Note that the kernel BSD sk driver was _not_ written by SysKonnect and
only supports Genesis and Yukon1; linux supports Genesis (single and
dual), Yukon1, Yukon Plus, Yukon EC, Yukon FE and Yukon2 (single and
dual). The BSD sk driver supports substantially less functionality than
the Linux driver. For example, there is no link failover capability in
the sk driver; it has no power management; numerous chip changes and
minor tweaks have not been added, since many problems have become
apparent through our other supported platforms (some 15 operating
systems) and have since been fixed in our common modules; sk has no
wake-on-LAN and so on. The official SysKonnect BSD driver (yk) also uses
the common modules and is not open source.

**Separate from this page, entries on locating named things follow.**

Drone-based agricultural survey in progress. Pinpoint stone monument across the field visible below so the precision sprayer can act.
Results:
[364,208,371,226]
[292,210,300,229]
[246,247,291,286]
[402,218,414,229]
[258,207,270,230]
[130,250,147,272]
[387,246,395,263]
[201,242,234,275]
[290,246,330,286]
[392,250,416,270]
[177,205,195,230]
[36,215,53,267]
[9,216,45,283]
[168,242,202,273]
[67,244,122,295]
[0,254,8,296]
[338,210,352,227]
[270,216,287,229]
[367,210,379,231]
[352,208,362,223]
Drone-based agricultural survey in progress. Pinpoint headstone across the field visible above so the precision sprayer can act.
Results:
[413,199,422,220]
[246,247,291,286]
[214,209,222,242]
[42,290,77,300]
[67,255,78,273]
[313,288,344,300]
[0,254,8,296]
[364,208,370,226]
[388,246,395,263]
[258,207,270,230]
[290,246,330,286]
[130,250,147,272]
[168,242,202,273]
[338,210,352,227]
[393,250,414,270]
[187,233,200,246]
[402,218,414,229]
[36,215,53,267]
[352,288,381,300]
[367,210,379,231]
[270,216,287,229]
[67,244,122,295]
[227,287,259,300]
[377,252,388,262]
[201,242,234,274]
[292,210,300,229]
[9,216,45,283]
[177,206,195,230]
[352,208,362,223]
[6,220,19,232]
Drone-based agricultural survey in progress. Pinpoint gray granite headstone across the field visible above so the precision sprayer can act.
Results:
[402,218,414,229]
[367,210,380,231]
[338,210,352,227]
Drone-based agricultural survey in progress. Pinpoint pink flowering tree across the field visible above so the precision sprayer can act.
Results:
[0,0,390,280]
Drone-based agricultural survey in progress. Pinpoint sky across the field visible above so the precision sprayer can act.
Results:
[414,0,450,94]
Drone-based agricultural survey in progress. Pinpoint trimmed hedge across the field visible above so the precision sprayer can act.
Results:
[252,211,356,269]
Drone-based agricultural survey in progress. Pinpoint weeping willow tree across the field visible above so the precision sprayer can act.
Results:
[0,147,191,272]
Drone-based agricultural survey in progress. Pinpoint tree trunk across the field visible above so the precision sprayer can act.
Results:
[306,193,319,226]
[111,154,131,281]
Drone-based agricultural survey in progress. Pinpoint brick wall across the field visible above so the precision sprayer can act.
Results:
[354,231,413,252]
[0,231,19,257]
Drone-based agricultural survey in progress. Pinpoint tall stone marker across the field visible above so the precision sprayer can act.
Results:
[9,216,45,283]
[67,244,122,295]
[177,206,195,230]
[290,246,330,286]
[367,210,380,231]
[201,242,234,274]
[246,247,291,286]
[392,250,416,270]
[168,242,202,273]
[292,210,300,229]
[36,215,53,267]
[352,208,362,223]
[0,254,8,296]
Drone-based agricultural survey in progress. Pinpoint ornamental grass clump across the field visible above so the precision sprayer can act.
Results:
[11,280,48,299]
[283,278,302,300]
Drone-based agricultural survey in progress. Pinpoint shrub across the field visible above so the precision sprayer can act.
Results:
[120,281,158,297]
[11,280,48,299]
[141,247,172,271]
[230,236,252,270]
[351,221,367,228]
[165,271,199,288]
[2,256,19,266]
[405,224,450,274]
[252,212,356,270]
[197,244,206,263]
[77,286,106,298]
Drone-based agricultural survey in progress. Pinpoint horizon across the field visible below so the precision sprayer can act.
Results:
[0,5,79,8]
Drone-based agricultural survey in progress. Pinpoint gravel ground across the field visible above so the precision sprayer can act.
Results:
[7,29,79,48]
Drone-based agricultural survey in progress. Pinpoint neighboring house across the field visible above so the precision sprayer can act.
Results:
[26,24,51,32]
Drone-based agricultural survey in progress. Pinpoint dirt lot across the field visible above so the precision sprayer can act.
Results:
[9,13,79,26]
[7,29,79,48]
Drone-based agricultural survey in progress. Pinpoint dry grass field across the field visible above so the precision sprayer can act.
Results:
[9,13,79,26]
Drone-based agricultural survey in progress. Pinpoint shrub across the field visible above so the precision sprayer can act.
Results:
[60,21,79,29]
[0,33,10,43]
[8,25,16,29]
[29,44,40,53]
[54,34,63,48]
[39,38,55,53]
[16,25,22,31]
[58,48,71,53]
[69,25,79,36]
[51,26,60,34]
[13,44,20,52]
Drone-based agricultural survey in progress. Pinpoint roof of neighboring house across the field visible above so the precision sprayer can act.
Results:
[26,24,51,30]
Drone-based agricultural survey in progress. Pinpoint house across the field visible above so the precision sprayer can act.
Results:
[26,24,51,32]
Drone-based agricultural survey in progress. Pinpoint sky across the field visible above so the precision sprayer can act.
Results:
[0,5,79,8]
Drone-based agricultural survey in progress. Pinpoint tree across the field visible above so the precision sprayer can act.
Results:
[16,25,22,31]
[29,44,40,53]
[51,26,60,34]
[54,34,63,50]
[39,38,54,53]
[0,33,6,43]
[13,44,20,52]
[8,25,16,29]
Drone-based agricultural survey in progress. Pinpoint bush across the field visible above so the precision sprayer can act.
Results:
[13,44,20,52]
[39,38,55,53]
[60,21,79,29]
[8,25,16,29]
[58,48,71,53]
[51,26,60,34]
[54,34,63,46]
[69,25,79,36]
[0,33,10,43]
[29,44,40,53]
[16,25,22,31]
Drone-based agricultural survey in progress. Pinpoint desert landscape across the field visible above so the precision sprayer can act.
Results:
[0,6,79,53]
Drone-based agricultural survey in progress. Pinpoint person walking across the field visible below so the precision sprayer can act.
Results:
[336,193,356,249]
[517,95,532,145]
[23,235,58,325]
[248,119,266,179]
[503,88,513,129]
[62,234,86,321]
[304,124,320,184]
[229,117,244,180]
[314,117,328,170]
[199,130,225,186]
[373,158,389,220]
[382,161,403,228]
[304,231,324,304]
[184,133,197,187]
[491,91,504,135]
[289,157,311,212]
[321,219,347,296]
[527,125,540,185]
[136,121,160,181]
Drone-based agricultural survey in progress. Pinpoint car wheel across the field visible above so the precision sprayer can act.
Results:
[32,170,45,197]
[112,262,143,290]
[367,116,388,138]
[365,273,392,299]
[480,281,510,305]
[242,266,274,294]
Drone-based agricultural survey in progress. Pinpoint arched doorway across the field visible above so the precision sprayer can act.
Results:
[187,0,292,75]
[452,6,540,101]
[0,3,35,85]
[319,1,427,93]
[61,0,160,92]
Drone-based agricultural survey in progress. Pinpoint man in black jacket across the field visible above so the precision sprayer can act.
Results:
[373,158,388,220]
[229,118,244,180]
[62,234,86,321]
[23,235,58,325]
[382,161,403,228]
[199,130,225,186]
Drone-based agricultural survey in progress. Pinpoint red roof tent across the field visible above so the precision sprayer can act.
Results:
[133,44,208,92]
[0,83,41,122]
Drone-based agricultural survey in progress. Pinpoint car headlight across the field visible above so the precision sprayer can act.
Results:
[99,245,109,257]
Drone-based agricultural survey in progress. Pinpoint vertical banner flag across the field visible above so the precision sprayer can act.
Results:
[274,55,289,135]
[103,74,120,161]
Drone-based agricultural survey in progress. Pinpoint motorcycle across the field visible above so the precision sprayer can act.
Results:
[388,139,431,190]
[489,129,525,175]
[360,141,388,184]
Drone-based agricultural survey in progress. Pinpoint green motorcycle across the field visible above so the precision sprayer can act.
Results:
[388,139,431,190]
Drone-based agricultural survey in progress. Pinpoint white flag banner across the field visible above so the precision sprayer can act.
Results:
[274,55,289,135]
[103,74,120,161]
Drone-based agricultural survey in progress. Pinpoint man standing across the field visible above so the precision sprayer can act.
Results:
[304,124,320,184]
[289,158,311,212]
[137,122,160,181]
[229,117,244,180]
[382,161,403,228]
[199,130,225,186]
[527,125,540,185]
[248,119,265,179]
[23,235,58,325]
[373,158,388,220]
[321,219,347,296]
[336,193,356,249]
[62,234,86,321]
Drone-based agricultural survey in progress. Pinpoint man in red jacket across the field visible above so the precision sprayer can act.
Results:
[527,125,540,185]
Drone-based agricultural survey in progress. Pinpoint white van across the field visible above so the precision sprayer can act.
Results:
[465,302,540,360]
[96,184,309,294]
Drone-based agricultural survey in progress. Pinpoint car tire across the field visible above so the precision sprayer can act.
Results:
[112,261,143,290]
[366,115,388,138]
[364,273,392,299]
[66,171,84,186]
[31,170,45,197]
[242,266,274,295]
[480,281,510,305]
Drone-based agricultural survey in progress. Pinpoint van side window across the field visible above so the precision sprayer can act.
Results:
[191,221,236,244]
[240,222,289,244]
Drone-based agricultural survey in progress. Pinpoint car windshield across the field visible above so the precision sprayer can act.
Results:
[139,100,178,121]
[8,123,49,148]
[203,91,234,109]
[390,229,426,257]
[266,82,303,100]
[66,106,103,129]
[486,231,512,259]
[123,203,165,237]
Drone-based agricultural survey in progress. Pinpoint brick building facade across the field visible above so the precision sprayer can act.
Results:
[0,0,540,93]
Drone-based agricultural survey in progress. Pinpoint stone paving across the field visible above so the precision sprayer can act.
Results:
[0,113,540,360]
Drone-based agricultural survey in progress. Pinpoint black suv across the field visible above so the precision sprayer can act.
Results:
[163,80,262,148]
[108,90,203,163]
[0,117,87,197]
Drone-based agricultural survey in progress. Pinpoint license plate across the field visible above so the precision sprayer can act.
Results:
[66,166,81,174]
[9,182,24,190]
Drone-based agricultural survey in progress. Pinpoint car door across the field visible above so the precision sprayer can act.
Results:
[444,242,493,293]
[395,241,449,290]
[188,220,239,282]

However, the real point is that the Linux driver (as indeed _all_ of our
drivers) shares common code with all our supported platforms and this
necessarily introduces some overhead. But it isn't excessive, and the
benefits _far_ outweigh the drawbacks, namely, that we have a very wide
range of systems sharing common code and thus the probability of finding
and fixing bugs is very substantially higher than if we wrote a
dedicated driver for each platform.
For instance the symbol SK_IOC mentioned in your mail:
> -#define SK_IOC char __iomem *
> +typedef void __iomem *SK_IOC;
is used in a large number of OS independent driver files (e.g. skvpd.c).
The -for instance- file skvpd.c used by our Linux driver is used
at the same time without any changes by all our other drivers running
on other operating systems (e.g. Solaris, Windows).
This is the reason why we need to redefine this symbol to the Linux
specific implementation (void __iomem).